The stations convert solar energy, collected from photovoltaic panels, into electricity.  But this energy is not just for personal electronics!  One of the Recharge Stations is used for some of our garden tools and a utility vehicle.  This arrangement sees SG using less gasoline which releases fewer carbon emissions into the atmosphere.  Innovative technologies like this one are being utilized every day to help lower our impact on the environment and mitigate the effects of climate change.

Elsewhere at SG, we make use of electric tools to complete daily grounds maintenance tasks.  These include electric blowers, trimmers, mowers, edgers, tillers, and even a chainsaw.  But these electric tools don’t just benefit the natural environment, they are also better for those who operate them and for the general public.  Electric tools are often quieter than their gas-powered counterparts which not only helps keep our gardens calmer and more relaxing for visitors to the Smithsonian but can also benefit their operators’ ears over time by generating fewer decibels.  They also require less maintenance thanks to fewer parts that need replacing each year; gas tools have components like filters and other engine parts that eventually wear out.

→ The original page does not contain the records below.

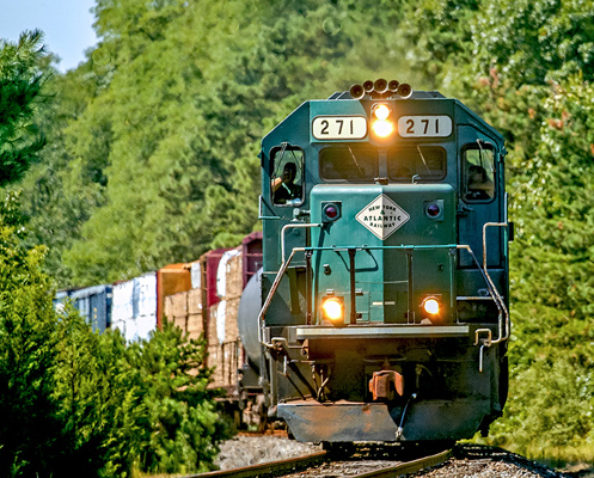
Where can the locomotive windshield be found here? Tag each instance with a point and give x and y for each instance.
(348, 163)
(421, 163)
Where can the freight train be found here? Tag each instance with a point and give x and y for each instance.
(381, 312)
(374, 304)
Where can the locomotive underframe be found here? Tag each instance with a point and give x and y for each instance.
(445, 396)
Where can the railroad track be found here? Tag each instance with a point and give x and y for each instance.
(324, 464)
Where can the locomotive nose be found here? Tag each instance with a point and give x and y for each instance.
(398, 235)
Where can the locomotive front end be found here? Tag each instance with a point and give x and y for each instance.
(384, 289)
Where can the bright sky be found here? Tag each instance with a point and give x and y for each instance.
(67, 26)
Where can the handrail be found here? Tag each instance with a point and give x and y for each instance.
(502, 309)
(294, 225)
(502, 336)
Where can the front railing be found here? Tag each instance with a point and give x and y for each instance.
(482, 336)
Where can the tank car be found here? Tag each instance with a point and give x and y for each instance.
(381, 311)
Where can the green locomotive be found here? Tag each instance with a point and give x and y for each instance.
(383, 300)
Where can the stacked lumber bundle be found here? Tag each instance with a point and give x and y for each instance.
(224, 346)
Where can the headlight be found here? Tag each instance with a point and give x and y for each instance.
(333, 309)
(381, 125)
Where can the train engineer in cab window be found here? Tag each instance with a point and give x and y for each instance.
(479, 172)
(287, 181)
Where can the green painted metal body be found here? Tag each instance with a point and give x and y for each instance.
(383, 280)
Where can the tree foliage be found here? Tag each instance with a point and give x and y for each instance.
(72, 399)
(20, 85)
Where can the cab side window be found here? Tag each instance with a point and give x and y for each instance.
(287, 178)
(478, 175)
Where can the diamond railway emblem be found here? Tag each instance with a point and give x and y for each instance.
(382, 217)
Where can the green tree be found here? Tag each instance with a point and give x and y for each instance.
(21, 81)
(30, 430)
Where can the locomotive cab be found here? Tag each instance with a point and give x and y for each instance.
(384, 286)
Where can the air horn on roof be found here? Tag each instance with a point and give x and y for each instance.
(380, 88)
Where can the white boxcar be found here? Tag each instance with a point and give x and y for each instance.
(134, 307)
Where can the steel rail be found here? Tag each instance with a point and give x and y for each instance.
(407, 467)
(266, 469)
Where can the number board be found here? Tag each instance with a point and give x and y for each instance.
(424, 126)
(339, 127)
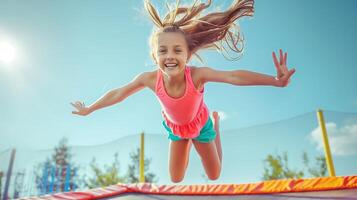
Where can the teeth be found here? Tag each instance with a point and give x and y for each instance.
(171, 65)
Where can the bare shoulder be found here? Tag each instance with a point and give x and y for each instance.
(208, 74)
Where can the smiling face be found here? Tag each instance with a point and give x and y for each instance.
(171, 53)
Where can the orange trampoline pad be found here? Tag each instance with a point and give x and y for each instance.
(316, 188)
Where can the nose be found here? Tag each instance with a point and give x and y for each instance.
(170, 55)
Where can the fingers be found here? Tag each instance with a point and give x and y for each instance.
(275, 61)
(281, 57)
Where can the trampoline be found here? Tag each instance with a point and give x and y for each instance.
(344, 187)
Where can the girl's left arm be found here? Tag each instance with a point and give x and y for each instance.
(243, 77)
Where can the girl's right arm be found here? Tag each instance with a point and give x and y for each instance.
(113, 96)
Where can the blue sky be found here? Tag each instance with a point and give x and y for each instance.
(67, 51)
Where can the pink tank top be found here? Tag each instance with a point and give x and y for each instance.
(185, 115)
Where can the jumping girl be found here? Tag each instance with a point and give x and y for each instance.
(180, 88)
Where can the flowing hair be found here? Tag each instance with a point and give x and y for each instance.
(215, 30)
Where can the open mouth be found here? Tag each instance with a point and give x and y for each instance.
(171, 65)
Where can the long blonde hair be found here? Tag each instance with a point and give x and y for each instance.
(215, 30)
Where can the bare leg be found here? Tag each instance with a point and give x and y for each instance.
(218, 137)
(209, 158)
(179, 154)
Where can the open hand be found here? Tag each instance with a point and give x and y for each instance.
(81, 108)
(283, 73)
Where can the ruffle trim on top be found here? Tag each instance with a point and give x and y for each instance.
(192, 129)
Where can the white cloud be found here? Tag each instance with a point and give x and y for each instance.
(343, 140)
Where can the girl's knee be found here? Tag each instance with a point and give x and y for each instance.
(176, 179)
(214, 176)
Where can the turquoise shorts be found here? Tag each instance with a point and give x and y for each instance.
(207, 133)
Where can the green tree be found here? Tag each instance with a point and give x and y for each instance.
(133, 169)
(276, 167)
(59, 165)
(105, 177)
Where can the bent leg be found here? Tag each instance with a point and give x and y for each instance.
(209, 157)
(218, 135)
(179, 154)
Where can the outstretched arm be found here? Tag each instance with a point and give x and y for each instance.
(112, 97)
(243, 77)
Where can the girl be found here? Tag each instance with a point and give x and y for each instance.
(179, 88)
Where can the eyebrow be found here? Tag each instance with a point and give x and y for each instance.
(174, 46)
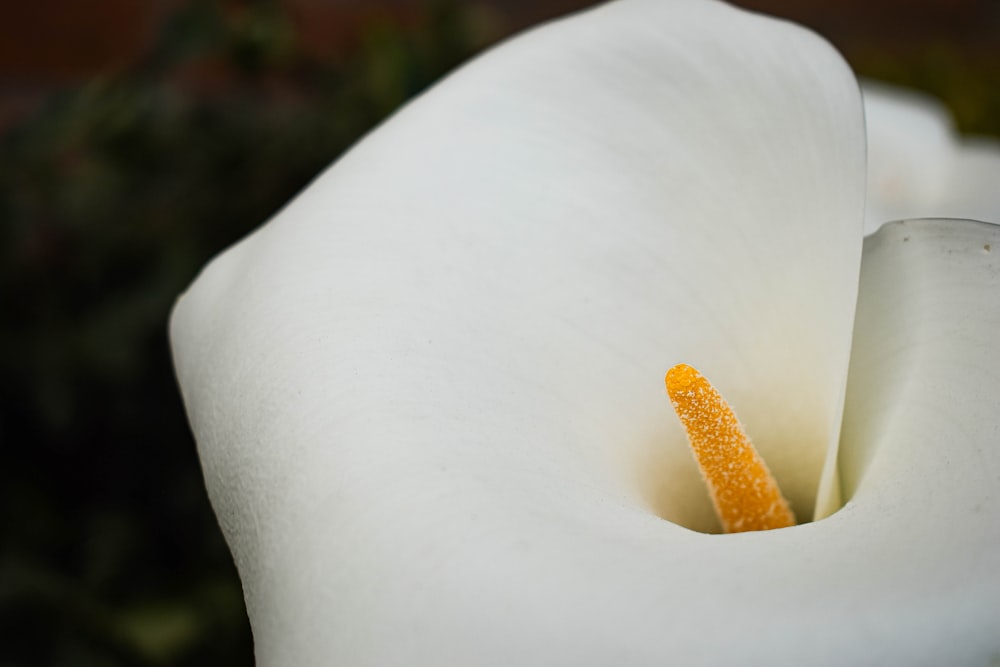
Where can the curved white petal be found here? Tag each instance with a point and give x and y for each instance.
(920, 456)
(918, 167)
(428, 396)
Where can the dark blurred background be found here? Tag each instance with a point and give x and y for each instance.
(137, 140)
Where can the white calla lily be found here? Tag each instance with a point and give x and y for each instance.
(918, 166)
(428, 396)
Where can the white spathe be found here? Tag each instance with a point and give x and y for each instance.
(918, 166)
(429, 402)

In addition to electric tools, SG utilizes small electric vehicles to move people and plants around the grounds. We have replaced a number of less sustainable vehicles (except for special cases like plowing snow) with such vehicles.  SG also contracts with a groundskeeping company that uses propane mowers which—while still needing a fossil fuel to operate–produce far less carbon emissions than gasoline.  Together these efforts help reduce the Smithsonian’s overall environmental impact and showcase the many ways that our institution lowers its carbon emissions.